Можно было бы предположить, что тезис, состоящий из трех частей, такой, как «Я люблю его», допускает лишь три вида возражения. Бред ревности противоречит субъекту, мания преследования – глаголу, эротомания – объекту. Но в действительности возможен еще и четвертый вид возражения, общее отрицание тезиса в целом:

«Я вообще никого не люблю», – и этот тезис представляется психологически эквивалентным – поскольку либидо должно быть все же куда-то направлено – тезису: «Я люблю только себя». Этот вид возражения выявляет нам манию величия, которую мы можем понять как сексуальную переоценку собственного Я и, таким образом, соотнести с известной переоценкой объекта любви[144].

Для иных аспектов теории паранойи не может не иметь значения, что в большинстве других форм паранойяльного заболевания можно констатировать примесь мании величия. Мы вправе предположить, что мания величия вообще является инфантильной, что в ходе дальнейшего развития она приносится в жертву обществу и что интенсивней всего ее подавляет влюбленность, во власти которой оказывается индивид.

Где пробуждается любовь. Там гибнет Я, наш мрачный деспот[145].

После этого обсуждения неожиданного значения гомосексуальной фантазии-желания для паранойи вернемся теперь к тем двум моментам, к которым мы с самого начала хотели отнести характерные особенности этой формы заболевания, – к механизму симптомообразования и к механизму вытеснения.

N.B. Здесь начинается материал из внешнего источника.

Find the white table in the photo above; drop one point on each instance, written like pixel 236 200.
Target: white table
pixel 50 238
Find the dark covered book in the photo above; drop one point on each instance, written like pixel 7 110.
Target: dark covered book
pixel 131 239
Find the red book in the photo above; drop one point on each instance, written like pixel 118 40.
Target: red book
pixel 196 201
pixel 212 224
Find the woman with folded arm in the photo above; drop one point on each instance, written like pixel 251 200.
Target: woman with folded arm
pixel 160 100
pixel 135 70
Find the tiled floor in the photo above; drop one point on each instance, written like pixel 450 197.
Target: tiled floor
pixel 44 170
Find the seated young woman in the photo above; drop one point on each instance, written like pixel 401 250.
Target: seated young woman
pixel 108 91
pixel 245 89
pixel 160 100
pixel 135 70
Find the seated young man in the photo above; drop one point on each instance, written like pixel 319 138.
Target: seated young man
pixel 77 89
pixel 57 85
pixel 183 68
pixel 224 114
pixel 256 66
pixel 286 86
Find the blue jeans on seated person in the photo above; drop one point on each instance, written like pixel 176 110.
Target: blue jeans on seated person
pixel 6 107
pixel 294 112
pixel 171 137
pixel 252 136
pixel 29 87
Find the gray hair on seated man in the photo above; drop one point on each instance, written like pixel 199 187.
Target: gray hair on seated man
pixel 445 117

Разумеется, мы не вправе изначально предполагать, что эти механизмы являются идентичными, что симптомообразование осуществляется тем же путем, что и вытеснение, даже если тот же самый путь при этом проходят в противоположном направлении. Такая идентичность отнюдь не кажется очень правдоподобной; и все же мы хотим воздержаться от каких-либо высказываний по этому поводу до тех пор, пока не будет завершено исследование.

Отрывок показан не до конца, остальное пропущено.